Keycloak Upgrade from 3.2.0 to 7.0.1

Steps to upgrade keyclok from version 3.2.0 to 7.0.1

  • Create default clients of master realm in the sunbird realm if any of them is deleted

  • Go to keycloak admin console and follow the below instructions. Below is an example for one client called admin-cli. If you have more than one default clients deleted, follow same steps for all clients

Go to clients → Create → Provide Client ID as admin-cli → Disable Standard Flow Enabled → Disable the client by turning off Enabled button → Save

  • Login to Jenkins VM and perform the below operations

  • Export your postgres connection and database details

export PG_HOST='' # Enter the postgres host in the quotes

export PG_USER='' # Enter the postgres user in the quotes

export PG_DB='' # Enter the keycloak 3 DB name in the quotes

export PGPASSWORD='' # Enter the postgres password in the quotes

  • Create a new directory in jenkins to store all the migration related artefacts

mkdir dev-keycloak7-upgrade

cd dev-keycloak7-upgrade

curl -sS https://raw.githubusercontent.com/project-sunbird/sunbird-devops/master/deploy/migrate-to-keycloak7.sh --output migrate-to-keycloak7.sh

chmod 755 migrate-to-keycloak7.sh

  • Some important notes before we run the script

    • The script will first take the backup of the current keycloak 3 DB as mentioned by the variable ${PG_DB} above

    • It will create a new database in the name ${PG_DB}7 - Example if your keycloak 3 DB name is keycloak, the script will create a new DB in the name keycloak7

    • The script will restore the keycloak 3 DB to the newly created keyclaok 7 DB

    • The script will also delete duplicate entries in the new DB post restore as these duplicate entries will fail the migration with unique constraint errors. Please see the script to see the delete queries being executed. This wont cause any impact.
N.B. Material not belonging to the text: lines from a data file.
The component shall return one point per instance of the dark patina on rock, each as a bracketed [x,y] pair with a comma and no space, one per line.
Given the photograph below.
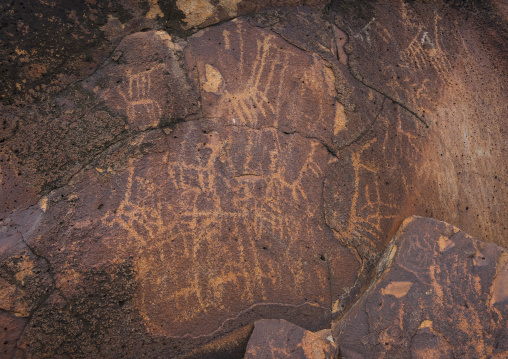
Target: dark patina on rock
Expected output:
[438,293]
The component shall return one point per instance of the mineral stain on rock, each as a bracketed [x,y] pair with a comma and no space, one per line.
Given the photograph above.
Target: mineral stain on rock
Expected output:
[181,178]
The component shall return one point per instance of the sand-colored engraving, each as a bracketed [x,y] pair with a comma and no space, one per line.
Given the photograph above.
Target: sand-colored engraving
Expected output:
[142,110]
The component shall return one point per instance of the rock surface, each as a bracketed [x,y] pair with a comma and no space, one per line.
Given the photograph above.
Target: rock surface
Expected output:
[274,338]
[438,293]
[165,183]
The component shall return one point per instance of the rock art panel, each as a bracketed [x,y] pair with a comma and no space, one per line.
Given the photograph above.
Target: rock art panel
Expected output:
[252,77]
[437,292]
[221,223]
[446,67]
[274,338]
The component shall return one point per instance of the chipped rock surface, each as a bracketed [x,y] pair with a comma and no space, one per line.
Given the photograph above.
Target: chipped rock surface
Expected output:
[438,293]
[173,171]
[273,338]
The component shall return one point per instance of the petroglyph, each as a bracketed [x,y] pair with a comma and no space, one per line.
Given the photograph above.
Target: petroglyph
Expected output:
[241,218]
[140,105]
[261,80]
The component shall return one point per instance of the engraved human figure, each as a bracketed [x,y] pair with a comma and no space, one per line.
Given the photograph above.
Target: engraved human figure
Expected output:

    • The script will also truncte all data from the offline tables, since these tables will cause the migration to be slow and it might even fail the start up of keycloak if there are too many rows

    • Removing offline sessions will not logout any mobile app users since that refresh tokens are handled at adminutils layer

  • The time taken to upgrade will depend on the size of the DB. For a 9GB DB size, the time taken is close to 20-30 minutes. To know the size of the DB, run the below command

SELECT pg_size_pretty( pg_database_size('keycloak') );

keycloak_postgres_database: ${PG_DB}7 # Replace ${PG_DB} with the actual keycloak 3 DB name

  • Remove these variables as they are not required since they have been defined in the all.yml file

keycloak_build_src: "keycloak_build"
keycloak_ver: "keycloak-3.2.0.Final"
keycloak_sms_provider_build: "keycloak-email-phone-autthenticator-1.0-SNAPSHOT.jar"
keycloak_sms_provider_templates_src: "templates.tar.gz"
keycloak_sms_provider_templates_dest: "/opt/keycloak/themes/sunbird/login"
keycloak_ekstep_sunbird_login_theme_file: "login.tar.gz"
keycloak_ekstep_sunbird_login_theme_dest: "/opt/keycloak/themes/sunbird/login"
keycloak_postgresql: "postgresql-9.4.1212.jar"
sunbird_auth_version: 1.0v

  • Sample PR for (visible only for those who have access to the private repo) - https://github.com/ekstep/sunbird-devops/pull/706

  • Stop all the traffic to your environment at the proxy level OR stop the keycloak service so that data does not get updated during the upgrade which might lead to missing users, missing passwords etc.

  • Run the migration script and wait for keycloak to start

bash migrate-to-keycloak7.sh

  • Once keycloak starts, it will show a message on screen like this, also ensure there are no errors in the keycloak startup

13:36:15,222 INFO [org.jboss.as] (Controller Boot Thread) WFLYSRV0060: Http management interface listening on http://127.0.0.1:9990/management
13:36:15,222 INFO [org.jboss.as] (Controller Boot Thread) WFLYSRV0051: Admin console listening on http://127.0.0.1:9990
13:36:15,222 INFO [org.jboss.as] (Controller Boot Thread) WFLYSRV0025: Keycloak 7.0.1 (WildFly Core 9.0.2.Final) started in 218379ms - Started 682 of 988 services (701 services are lazy, passive or on-demand)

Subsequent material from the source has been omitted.